Como explica Clare Bambra en The Unequal Pandemic, hay cuestiones ya indudables sobre la sindemia del covid-19: que esta no ha matado igual, sino que la edad, el dinero, pero también la raza, han determinado quién moría en una gran proporción en términos globales; que se ha experimentado de manera desigual; que ha empobrecido de manera desigual y que, además, las desigualdades son políticas4 (p. XIV). A esto, que añado yo, también tenemos que recordar desde España, y desde Europa en general, que políticas implementadas aquí desde 2020 o históricamente desde años y siglos atrás en otros territorios, muchos de ellos excolonias, han impactado en la capacidad de reacción al número de muertes en países del sur global. El acceso a los recursos sanitarios, en un número relevante de casos, era insuficiente, cuando no eran cuestionados otros itinerarios sanitarios diferentes al occidental más adecuados a la naturaleza y características de la población y la vida. Un olvido (otro) premeditado del relato.
Creo que, entre otras cosas, Paréntesis.

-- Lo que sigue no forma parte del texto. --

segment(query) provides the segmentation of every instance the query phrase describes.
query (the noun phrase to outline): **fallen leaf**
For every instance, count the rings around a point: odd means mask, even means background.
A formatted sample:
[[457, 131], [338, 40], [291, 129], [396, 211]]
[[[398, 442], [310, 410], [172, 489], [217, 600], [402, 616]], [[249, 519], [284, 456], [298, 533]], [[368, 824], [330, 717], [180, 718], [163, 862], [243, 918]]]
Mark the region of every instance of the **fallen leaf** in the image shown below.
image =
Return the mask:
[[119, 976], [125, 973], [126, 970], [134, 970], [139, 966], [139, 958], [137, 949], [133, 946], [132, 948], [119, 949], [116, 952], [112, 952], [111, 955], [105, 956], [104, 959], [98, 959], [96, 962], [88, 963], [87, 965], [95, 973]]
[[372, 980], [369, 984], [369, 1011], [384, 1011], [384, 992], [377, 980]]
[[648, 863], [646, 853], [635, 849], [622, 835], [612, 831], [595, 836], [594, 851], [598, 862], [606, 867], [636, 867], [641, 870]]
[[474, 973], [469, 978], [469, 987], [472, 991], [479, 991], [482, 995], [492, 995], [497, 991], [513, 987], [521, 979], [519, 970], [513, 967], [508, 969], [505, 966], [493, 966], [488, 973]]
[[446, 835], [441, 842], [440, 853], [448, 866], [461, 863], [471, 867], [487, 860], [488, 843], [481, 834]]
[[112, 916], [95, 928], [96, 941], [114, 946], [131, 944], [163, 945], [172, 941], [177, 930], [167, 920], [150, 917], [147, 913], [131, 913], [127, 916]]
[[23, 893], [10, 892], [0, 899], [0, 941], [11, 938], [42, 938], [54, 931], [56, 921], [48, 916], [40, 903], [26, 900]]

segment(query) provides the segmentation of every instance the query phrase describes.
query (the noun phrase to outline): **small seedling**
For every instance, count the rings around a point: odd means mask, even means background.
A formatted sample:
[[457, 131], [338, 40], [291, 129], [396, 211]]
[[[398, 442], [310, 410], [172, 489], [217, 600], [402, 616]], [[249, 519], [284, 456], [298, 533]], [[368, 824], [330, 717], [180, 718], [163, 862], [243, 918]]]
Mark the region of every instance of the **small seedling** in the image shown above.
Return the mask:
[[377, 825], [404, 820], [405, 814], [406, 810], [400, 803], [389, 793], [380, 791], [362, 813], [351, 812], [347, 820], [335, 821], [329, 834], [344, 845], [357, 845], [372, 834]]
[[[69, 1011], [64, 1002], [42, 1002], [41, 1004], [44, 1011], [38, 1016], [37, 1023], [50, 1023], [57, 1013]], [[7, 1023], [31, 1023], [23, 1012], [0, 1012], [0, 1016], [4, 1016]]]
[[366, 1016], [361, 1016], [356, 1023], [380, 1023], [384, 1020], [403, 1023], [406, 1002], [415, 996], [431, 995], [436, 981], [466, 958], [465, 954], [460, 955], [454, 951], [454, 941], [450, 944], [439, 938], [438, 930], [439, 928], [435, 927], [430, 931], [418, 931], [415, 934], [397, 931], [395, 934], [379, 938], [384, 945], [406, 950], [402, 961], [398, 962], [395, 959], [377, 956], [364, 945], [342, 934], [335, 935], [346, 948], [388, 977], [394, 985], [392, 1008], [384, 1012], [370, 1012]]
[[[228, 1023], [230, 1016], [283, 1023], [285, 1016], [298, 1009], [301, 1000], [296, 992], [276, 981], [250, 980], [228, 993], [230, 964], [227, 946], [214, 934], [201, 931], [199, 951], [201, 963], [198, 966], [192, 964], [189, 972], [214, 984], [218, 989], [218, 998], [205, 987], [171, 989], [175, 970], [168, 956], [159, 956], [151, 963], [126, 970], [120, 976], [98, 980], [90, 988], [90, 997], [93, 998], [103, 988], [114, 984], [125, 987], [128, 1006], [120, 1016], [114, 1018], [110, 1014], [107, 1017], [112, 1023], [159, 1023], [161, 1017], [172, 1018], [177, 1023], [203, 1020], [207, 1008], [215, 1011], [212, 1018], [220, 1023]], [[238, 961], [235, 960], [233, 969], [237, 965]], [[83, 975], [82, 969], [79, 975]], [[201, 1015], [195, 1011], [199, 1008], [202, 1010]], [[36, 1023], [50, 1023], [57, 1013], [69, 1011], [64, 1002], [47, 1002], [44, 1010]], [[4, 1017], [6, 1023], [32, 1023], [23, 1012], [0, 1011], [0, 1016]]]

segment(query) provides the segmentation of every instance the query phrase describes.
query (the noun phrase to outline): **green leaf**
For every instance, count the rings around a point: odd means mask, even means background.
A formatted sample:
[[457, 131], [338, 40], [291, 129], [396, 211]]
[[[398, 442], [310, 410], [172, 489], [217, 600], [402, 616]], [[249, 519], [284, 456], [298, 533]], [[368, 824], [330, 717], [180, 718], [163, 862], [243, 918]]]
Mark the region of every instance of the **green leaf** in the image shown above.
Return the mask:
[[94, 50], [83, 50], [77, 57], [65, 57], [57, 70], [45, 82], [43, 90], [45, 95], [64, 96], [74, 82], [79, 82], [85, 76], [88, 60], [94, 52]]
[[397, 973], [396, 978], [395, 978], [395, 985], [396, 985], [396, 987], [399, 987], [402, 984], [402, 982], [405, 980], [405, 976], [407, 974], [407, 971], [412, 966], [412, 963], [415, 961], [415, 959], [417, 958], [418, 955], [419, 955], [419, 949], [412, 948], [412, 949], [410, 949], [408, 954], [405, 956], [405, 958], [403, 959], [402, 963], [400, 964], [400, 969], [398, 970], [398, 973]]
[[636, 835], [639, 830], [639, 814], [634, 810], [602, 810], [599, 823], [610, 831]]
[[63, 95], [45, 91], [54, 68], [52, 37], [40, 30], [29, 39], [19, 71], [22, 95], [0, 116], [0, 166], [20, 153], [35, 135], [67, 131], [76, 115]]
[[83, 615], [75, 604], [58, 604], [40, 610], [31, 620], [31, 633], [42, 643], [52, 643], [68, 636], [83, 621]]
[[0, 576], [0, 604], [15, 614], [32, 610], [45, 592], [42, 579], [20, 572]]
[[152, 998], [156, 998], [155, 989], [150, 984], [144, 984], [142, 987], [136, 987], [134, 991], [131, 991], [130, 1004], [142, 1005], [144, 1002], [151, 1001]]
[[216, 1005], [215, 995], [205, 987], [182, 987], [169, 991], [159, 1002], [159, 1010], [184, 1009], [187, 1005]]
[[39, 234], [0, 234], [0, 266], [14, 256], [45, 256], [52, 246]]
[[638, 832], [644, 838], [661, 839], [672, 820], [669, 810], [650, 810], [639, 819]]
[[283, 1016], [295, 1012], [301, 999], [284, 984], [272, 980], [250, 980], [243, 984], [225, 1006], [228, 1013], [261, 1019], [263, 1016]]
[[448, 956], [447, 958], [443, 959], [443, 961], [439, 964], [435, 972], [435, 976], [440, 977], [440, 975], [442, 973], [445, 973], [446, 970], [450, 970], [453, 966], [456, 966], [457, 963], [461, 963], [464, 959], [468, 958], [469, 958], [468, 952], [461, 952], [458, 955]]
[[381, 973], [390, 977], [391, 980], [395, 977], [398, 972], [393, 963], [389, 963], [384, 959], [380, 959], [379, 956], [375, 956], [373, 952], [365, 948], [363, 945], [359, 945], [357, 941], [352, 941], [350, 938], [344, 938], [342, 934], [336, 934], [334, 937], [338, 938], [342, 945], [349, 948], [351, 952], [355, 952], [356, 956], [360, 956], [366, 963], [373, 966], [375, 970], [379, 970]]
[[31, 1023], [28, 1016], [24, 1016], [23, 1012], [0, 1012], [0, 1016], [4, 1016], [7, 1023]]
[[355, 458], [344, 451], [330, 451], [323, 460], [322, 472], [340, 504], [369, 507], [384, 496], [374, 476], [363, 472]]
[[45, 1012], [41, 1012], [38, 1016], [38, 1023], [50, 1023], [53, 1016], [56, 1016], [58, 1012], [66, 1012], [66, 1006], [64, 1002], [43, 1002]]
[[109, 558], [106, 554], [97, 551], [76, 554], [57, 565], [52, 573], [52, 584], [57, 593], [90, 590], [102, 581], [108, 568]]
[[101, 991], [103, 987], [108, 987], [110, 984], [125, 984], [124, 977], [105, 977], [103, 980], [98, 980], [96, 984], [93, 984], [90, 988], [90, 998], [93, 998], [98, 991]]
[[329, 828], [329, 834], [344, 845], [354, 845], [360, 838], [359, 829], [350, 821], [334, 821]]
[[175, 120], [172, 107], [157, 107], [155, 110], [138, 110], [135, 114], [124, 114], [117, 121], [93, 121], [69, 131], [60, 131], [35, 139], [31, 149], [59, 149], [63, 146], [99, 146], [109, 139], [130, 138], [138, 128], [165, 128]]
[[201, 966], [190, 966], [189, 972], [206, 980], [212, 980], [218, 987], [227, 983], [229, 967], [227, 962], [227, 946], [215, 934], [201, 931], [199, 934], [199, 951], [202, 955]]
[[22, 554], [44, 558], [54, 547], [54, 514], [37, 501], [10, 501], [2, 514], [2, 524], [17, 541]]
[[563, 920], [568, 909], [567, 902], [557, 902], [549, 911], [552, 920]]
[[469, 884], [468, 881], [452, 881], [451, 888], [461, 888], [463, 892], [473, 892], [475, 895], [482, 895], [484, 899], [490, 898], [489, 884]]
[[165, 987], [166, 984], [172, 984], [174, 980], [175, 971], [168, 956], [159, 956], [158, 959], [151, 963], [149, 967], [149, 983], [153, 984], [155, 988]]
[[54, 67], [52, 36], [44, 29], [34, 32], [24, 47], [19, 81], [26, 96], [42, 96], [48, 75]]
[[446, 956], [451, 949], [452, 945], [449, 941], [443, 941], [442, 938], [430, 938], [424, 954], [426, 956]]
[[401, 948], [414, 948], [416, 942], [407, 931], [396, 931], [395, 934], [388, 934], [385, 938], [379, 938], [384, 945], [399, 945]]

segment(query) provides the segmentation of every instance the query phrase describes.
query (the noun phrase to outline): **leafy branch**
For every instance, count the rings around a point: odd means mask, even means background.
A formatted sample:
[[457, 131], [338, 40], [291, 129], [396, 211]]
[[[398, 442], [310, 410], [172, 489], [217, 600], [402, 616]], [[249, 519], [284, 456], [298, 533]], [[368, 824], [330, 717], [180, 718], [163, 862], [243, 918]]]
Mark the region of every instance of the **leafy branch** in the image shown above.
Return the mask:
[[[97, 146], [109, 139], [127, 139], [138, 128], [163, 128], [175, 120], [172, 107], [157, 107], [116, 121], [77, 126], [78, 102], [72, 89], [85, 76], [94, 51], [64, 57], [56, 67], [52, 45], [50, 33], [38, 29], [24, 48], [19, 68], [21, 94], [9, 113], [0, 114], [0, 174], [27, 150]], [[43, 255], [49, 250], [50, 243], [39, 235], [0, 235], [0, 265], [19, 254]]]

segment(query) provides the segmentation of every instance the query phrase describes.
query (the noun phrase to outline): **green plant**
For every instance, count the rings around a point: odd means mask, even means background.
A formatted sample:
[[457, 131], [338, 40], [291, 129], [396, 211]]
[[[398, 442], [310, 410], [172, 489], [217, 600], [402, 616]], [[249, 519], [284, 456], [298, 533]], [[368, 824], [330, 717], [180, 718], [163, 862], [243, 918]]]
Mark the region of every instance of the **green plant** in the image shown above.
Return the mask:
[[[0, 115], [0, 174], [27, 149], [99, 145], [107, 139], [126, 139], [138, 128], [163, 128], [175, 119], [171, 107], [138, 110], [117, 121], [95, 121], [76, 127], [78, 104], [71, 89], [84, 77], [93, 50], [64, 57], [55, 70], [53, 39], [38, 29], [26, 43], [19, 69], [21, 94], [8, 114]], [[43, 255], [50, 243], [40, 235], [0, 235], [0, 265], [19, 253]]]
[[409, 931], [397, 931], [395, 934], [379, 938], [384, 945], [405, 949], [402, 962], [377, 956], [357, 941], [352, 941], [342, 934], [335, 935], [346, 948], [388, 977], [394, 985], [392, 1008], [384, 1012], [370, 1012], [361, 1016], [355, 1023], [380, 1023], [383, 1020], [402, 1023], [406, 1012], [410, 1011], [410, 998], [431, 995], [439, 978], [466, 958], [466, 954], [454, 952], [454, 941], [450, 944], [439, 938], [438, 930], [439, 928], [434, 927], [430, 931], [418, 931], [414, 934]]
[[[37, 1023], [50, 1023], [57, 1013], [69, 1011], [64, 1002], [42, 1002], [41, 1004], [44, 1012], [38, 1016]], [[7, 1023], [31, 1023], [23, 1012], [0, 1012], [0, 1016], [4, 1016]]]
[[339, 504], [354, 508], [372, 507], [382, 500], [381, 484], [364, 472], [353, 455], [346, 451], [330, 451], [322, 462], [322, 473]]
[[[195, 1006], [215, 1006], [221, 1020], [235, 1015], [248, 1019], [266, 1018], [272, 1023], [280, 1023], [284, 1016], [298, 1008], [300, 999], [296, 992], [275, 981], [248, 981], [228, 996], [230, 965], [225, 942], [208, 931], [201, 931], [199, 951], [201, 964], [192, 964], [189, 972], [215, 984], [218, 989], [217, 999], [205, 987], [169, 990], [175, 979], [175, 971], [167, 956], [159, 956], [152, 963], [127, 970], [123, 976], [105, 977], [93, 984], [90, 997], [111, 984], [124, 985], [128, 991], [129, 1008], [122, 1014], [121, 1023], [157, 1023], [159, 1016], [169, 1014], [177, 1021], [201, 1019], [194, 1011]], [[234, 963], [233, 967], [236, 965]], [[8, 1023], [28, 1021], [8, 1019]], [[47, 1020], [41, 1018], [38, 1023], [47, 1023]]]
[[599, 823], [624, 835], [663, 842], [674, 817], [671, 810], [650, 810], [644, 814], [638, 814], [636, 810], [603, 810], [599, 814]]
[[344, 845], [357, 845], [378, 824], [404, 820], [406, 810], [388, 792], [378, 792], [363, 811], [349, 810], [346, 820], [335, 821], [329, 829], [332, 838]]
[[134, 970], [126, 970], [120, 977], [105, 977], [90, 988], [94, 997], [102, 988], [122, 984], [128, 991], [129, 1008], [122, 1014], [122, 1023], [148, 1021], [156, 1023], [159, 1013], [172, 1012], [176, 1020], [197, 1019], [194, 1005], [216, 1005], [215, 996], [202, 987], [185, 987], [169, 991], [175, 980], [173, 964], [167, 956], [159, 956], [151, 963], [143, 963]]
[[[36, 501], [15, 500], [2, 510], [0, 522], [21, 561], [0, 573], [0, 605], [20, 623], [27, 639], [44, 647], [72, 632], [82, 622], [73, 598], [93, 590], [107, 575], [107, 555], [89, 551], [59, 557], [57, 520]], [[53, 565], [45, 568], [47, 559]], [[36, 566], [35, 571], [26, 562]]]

Relatos desde la incertidumbre cuenta que tan importante es cuidar para evitar el mayor número posible de contagios, como integrar en nuestro relato que sanar nos llevará mucho más tiempo, porque este es un mundo frágil y desigual. Para encontrar esos otros diagnósticos, lo difícilmente narrable ha de irrumpir desde y hacia otros órganos vitales; entrar a formar parte de aquellos mundos conceptuales para los que la colectividad ni se pronuncia en vano ni se instrumentaliza.